Szefler Stanley J, Phillips Brenda R, Martinez Fernando D, Chinchilli Vernon M, Lemanske Robert F, Strunk Robert C, Zeiger Robert S, Larsen Gary, Spahn Joseph D, Bacharier Leonard B, Bloomberg Gordon R, Guilbert Theresa W, Heldt Gregory, Morgan Wayne J, Moss Mark H, Sorkness Christine A, Taussig Lynn M
Department of Pediatrics, National Jewish Medical and Research Medical Center and University of Colorado Health Sciences Center, Denver, CO 80206, USA.
J Allergy Clin Immunol. 2005 Feb;115(2):233-42. doi: 10.1016/j.jaci.2004.11.014.
Responses to inhaled corticosteroids (ICSs) and leukotriene receptor antagonists (LTRAs) vary among asthmatic patients.
We sought to determine whether responses to ICSs and LTRAs are concordant for individuals or whether asthmatic patients who do not respond to one medication respond to the other.

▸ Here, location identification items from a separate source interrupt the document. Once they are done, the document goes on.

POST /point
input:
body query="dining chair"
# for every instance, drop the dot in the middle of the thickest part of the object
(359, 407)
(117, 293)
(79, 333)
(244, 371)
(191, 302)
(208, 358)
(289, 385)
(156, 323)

Children 6 to 17 years of age with mild-to-moderate persistent asthma were randomized to one of 2 crossover sequences, including 8 weeks of an ICS, fluticasone propionate (100 microg twice daily), and 8 weeks of an LTRA, montelukast (5-10 mg nightly depending on age), in a multicenter, double-masked, 18-week trial. Response was assessed on the basis of improvement in FEV 1 and assessed for relationships to baseline asthma phenotype-associated biomarkers.

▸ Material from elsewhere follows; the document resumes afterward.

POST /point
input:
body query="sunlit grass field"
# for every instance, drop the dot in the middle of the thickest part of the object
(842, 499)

Defining response as improvement in FEV 1 of 7.5% or greater, 17% of 126 participants responded to both medications, 23% responded to fluticasone alone, 5% responded to montelukast alone, and 55% responded to neither medication. Compared with those who responded to neither medication, favorable response to fluticasone alone was associated with higher levels of exhaled nitric oxide, total eosinophil counts, levels of serum IgE, and levels of serum eosinophil cationic protein and lower levels of methacholine PC(20) and pulmonary function; favorable response to montelukast alone was associated with younger age and shorter disease duration. Greater differential response to fluticasone over montelukast was associated with higher bronchodilator use, bronchodilator response, exhaled nitric oxide levels, and eosinophil cationic protein levels and lower methacholine PC(20) and pulmonary function values.

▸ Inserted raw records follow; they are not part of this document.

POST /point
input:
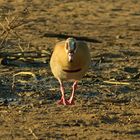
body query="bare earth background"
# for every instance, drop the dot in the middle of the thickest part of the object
(102, 111)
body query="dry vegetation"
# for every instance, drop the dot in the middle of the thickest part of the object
(108, 98)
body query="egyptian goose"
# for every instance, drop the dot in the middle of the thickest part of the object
(69, 61)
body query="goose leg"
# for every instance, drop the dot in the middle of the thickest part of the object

Response to fluticasone and montelukast vary considerably. Children with low pulmonary function or high levels of markers associated with allergic inflammation should receive ICS therapy. Other children could receive either ICSs or LTRAs.
哮喘患者对吸入性糖皮质激素(ICSs)和白三烯受体拮抗剂(LTRAs)的反应各不相同。
我们试图确定个体对ICSs和LTRAs的反应是否一致,或者对一种药物无反应的哮喘患者对另一种药物是否有反应。
在一项多中心、双盲、为期18周的试验中,将6至17岁的轻至中度持续性哮喘儿童随机分为2种交叉治疗顺序之一,包括接受8周的ICS丙酸氟替卡松(每日2次,每次100μg)治疗和8周的LTRA孟鲁司特(根据年龄每晚5 - 10mg)治疗。根据第1秒用力呼气容积(FEV₁)的改善情况评估反应,并评估其与基线哮喘表型相关生物标志物的关系。
将反应定义为FEV₁改善7.5%或更高,126名参与者中17%对两种药物均有反应,23%仅对氟替卡松有反应,5%仅对孟鲁司特有反应,55%对两种药物均无反应。与对两种药物均无反应者相比,仅对氟替卡松有良好反应与呼出一氧化氮水平较高、总嗜酸性粒细胞计数较高、血清IgE水平较高、血清嗜酸性粒细胞阳离子蛋白水平较高以及乙酰甲胆碱PC₂₀水平较低和肺功能较低有关;仅对孟鲁司特有良好反应与年龄较小和病程较短有关。与孟鲁司特相比,对氟替卡松的差异反应更大与支气管扩张剂使用更多、支气管扩张剂反应、呼出一氧化氮水平和嗜酸性粒细胞阳离子蛋白水平较高以及乙酰甲胆碱PC₂₀和肺功能值较低有关。
对氟替卡松和孟鲁司特的反应差异很大。肺功能低或与过敏性炎症相关标志物水平高的儿童应接受ICS治疗。其他儿童可以接受ICSs或LTRAs治疗。